Ela quis fugir da casa dele, gritou por socorro, falou barbaridades e, assim como eu, o filho do meu primo se pipocou em risos. Contando, a gente ri, porque não faz o menor sentido, é engraçado. Porém, ela não dormiu e fez barulho para que ninguém dormisse, com medo de ser morta pelo filho único – e até disse que os bens dela já eram todos deles, para quê mata-la? Sei é que o que nos fez rir, deixou meu primo exausto e entristecido. Ao perder o juízo, a pessoa que a gente ama já não está mais ali. É só um corpo, sem as memórias, sem o reconhecimento, sem a sanidade...
Minha aluna, porém, me chamou também ao canto, me explicou da bipolaridade, me preveniu do ocorrido, checou o que eu sabia e mostrou que ser bipolar não é viver apenas oscilações de humor e os altos e baixo que decorrem disso: a realidade é distorcida, a vida corre ao contrário, há pesadelos enquanto se está acordado, mil coisas...
Sei lá, acho que nossa época é propensa ao desequilíbrio.
Pode parecer cinismo e ironia, mas acho meio abiloladas, piradas e malucas essas pessoas que distorcem a realidade social, sabe? Porque a humanidade não erra em favor do próximo.
Então fica esse povo noticiando as atrocidades cometidas por bandidos em geral, e por bandidos menores de idade em especial. Mas aí atenuam a situação, querendo pôr sobre a vítima a responsabilidade da violência sofrida: o coitado do bandido não teve oportunidade na vida, é pobre, tem desejos de consumo não saciados, é esquecido pelo Governo, é excluído. Por isso mata, violenta, assalta, queima as pessoas vivas, estupra e etc. E aí eu olho para mim e para meus amigos que não tiveram oportunidades na vida, que somos pobres, que temos desejos de consumo não saciados, somos esquecidos pelo Governo e excluídos, e a gente se vira, estuda em escola pública, trabalha, lê, se vira ainda mais, se sacrifica e não mata ninguém.
Até Tati pensa assim: todo marginal tem razão de ser marginal porque a sociedade cria neles desejos de consumo aquém de suas capacidades aquisitivas.

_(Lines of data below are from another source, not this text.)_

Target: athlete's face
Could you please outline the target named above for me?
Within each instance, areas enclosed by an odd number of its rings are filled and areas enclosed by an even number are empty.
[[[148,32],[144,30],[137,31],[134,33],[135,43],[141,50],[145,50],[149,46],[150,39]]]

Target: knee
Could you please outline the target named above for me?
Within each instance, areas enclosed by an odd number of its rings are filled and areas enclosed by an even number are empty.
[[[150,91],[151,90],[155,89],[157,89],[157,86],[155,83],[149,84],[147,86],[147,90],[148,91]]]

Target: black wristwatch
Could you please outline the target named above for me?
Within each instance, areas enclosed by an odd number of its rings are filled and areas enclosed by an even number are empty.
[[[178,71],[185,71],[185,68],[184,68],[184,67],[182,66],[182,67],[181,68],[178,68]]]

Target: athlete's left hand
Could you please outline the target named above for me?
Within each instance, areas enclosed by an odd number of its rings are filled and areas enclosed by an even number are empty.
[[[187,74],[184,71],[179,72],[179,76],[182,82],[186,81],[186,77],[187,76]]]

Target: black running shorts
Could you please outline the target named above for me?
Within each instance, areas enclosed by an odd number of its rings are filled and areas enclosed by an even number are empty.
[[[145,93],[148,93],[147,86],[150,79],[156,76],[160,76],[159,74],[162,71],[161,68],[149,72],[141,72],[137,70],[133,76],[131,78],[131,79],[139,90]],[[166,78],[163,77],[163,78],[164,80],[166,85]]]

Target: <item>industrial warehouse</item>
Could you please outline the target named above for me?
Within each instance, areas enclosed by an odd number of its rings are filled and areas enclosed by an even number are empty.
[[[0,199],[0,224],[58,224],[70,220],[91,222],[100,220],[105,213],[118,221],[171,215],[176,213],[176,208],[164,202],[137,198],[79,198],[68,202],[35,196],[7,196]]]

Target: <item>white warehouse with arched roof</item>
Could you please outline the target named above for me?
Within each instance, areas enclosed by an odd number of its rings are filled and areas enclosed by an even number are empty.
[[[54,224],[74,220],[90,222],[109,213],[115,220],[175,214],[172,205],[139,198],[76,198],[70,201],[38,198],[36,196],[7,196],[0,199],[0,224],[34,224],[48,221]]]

E os defensores dos menores de idade jamais percebem que eles sabem o certo e o errado e que se têm astúcia para matar, roubar, estuprar, mutilar e torturar devem responder criminalmente pelo que fizeram. No modo de pensar desses aí, a vítima que se lasque, pois vítima maior é o coitadinho infrator, que é vítima do sistema. Responsabilidade, zero.
Tantas vezes o menor infrator monstruoso atinge um menor de idade e o povo fica romantizando, invertendo a lógica para favorecer o assassino!
Estes aí, sim, para mim, perderam o juízo: já não atinam entre a realidade e a fantasia, talvez porque nunca sentiram na pele a mão pesada do assassino, acham que tudo é exagero e responsabilizam o Estado pelo que é ato e responsabilidade pessoal. Todos nós temos escolhas: podemos fazer o bem ou o mal. Quem não tem sanidade mental e se desequilibra, não responde por si. Que pena que as pessoas perderam a noção dessas fronteiras.